Previous studies demonstrated that constitutive DAF expression is regulated by the transcription factor Sp1 [17]. Moreover, adenovirus-mediated HO-1 transduction causes p38-dependent activation (phosphorylation) of Sp1 and that the heme degradation product, CO, mimics this effect both in vitro and in vivo [18]. These studies point to a mechanism whereby heme-derived CO regulates constitutive DAF expression via Sp1. However, HO-1 levels achieved by adenoviral transduction in these studies were much higher than those of constitutively expressed HO-1 in present studies. Therefore, CO production could be of insufficient magnitude to activate Sp1 and upregulate basal CD55 expression.
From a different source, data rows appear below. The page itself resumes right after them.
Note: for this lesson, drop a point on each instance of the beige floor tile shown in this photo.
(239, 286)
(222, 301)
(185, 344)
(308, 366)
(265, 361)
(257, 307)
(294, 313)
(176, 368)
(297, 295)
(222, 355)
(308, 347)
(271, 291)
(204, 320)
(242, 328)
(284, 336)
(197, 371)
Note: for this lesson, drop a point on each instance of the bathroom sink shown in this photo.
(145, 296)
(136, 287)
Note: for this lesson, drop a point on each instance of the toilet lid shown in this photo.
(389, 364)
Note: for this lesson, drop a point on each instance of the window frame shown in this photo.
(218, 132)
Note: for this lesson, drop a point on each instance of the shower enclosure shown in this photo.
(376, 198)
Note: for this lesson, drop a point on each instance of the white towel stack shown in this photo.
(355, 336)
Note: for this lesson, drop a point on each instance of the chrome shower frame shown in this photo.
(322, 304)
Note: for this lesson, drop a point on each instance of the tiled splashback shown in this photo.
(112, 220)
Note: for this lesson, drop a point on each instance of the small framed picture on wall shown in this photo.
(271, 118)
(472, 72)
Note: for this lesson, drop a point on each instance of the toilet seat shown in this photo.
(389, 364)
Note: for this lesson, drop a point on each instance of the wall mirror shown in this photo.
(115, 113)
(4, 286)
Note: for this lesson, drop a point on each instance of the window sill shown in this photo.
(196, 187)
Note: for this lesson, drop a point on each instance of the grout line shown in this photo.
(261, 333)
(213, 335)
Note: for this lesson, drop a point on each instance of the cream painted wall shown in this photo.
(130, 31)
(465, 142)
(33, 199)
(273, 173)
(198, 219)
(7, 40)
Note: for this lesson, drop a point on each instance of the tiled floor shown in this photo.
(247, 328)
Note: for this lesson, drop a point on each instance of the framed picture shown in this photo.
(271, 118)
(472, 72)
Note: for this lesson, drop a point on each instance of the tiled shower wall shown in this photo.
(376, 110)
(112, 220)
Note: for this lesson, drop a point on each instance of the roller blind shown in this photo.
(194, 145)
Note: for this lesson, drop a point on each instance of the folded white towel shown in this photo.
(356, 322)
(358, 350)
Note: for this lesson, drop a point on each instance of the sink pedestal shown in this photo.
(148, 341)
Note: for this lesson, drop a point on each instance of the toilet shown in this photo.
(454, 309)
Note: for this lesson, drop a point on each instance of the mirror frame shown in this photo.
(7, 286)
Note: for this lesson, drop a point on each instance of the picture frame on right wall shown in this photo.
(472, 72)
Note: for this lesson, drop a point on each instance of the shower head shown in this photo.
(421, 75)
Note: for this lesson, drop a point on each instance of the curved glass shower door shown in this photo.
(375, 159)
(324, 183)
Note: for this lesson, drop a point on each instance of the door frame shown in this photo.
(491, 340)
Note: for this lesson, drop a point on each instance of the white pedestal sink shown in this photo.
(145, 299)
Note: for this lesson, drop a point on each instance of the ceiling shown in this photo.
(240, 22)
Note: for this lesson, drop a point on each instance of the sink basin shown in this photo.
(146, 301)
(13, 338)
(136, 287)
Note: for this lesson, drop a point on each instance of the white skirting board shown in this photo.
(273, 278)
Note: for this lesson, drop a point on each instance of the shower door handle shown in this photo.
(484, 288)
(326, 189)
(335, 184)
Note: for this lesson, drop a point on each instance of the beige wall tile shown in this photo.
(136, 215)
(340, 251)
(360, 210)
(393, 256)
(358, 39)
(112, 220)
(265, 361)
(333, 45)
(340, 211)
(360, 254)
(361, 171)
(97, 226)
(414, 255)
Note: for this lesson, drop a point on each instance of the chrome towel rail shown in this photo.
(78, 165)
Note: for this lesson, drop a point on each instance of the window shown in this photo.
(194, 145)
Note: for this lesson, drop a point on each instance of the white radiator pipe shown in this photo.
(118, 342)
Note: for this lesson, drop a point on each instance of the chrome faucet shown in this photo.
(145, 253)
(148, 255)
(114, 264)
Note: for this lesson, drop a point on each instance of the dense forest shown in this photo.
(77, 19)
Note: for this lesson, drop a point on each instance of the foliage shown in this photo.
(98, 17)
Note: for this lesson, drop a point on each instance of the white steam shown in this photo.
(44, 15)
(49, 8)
In summary, the present study presents preliminary observations indicating that in cultured rat podocytes there is constitutive HO-1 and CD55 expression that can be increased by non-toxic heme concentrations. Constitutive HO-1 gene expression can be efficiently silenced without a significant effect on basal CD55 expression in the absence of heme exposure. The regulatory effect of HO-1 on CD55 under conditions of podocyte exposure to heme remains to be examined as it is relevant to conditions of systemic or intraglomerular hemolysis in which free heme can activate the complement cascade. Our working hypothesis is illustrated in the cartoon shown in Figure 9.